Brazil’s newly empowered “citizen consumers” are engaged and ready to challenge both government and business, aided by digital tools. As Brazilians take a more active role in shaping their world, they will not only fight perceived offenses committed by marketers but also expect brands to work with them to make things better. Heineken’s Delegates app, for instance, allows users to comment on bars they patronize and suggest ways to improve the experience.
For the latest installment of JWT’s AnxietyIndex, we compared levels of anxiety across 27 markets, as well as the drivers of that anxiety. Using SONAR™, JWT’s proprietary online research tool, we surveyed people in Western Europe (Finland, France, Germany, Italy, Spain, the U.K.), Eastern Europe (the Czech Republic and Russia), the Middle East and Africa (Egypt, Pakistan, Saudi Arabia, South Africa), North Asia (China, Hong Kong, Japan, South Korea), South Asia (Australia, India, Indonesia, Singapore, Thailand), North America (Canada and the U.S.) and South America (Brazil, Argentina, Colombia, Mexico).
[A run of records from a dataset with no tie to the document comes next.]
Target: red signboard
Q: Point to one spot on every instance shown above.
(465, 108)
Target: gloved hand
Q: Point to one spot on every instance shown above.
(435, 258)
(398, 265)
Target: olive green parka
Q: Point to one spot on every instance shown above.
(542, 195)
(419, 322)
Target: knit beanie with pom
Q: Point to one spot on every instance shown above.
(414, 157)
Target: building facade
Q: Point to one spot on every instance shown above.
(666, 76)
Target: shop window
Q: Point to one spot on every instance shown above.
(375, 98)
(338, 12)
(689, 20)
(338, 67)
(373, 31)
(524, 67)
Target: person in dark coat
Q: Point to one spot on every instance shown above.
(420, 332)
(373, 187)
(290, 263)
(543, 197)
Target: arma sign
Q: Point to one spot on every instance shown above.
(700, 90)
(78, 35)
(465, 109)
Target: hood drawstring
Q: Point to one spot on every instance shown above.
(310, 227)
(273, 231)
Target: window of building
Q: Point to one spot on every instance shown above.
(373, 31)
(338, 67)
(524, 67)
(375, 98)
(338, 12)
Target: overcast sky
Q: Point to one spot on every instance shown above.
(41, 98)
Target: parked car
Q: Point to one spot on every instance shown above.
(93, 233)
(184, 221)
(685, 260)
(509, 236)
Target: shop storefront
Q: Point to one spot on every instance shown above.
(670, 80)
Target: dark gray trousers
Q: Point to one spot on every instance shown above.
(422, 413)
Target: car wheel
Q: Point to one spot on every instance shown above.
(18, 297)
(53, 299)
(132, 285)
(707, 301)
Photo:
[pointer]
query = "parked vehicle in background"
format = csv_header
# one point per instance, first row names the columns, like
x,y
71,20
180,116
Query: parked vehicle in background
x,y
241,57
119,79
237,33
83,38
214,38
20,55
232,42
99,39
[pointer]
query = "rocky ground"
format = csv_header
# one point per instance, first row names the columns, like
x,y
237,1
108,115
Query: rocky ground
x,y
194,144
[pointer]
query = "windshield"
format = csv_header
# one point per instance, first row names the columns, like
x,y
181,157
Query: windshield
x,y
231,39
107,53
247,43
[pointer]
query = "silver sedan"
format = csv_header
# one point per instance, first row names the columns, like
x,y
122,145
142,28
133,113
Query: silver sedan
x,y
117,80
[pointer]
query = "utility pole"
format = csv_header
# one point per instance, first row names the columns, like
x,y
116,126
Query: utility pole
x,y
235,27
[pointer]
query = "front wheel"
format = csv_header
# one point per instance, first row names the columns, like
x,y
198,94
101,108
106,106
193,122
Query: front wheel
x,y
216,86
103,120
This animation highlights some of our topline findings. Watch for a report on our findings in the coming weeks.
A supermarket in Rome, now owned by Carrefour, was looking to celebrate the 50th anniversary of its opening. Meanwhile, battling the economic crisis, Italians had started to cut back on groceries. The solution was a one-day promotion in which some prices were rolled back to 1961—a time of economic boom in Italy. That also meant posting prices in lira rather than the newer, controversial euro. For further nostalgia, the campaign copied the look and feel of ’60s ads.
The campaign went beyond a simple discount event, because more consumers visited the store for a few days even after the event ended. (The event itself attracted 20,000 customers, and over the next few days, the supermarket got a 25 percent boost in traffic.) People usually yearn for the past in times of economic crisis, and this promotion managed to provide a sense of the security and trust that today’s consumers associate with times long gone by.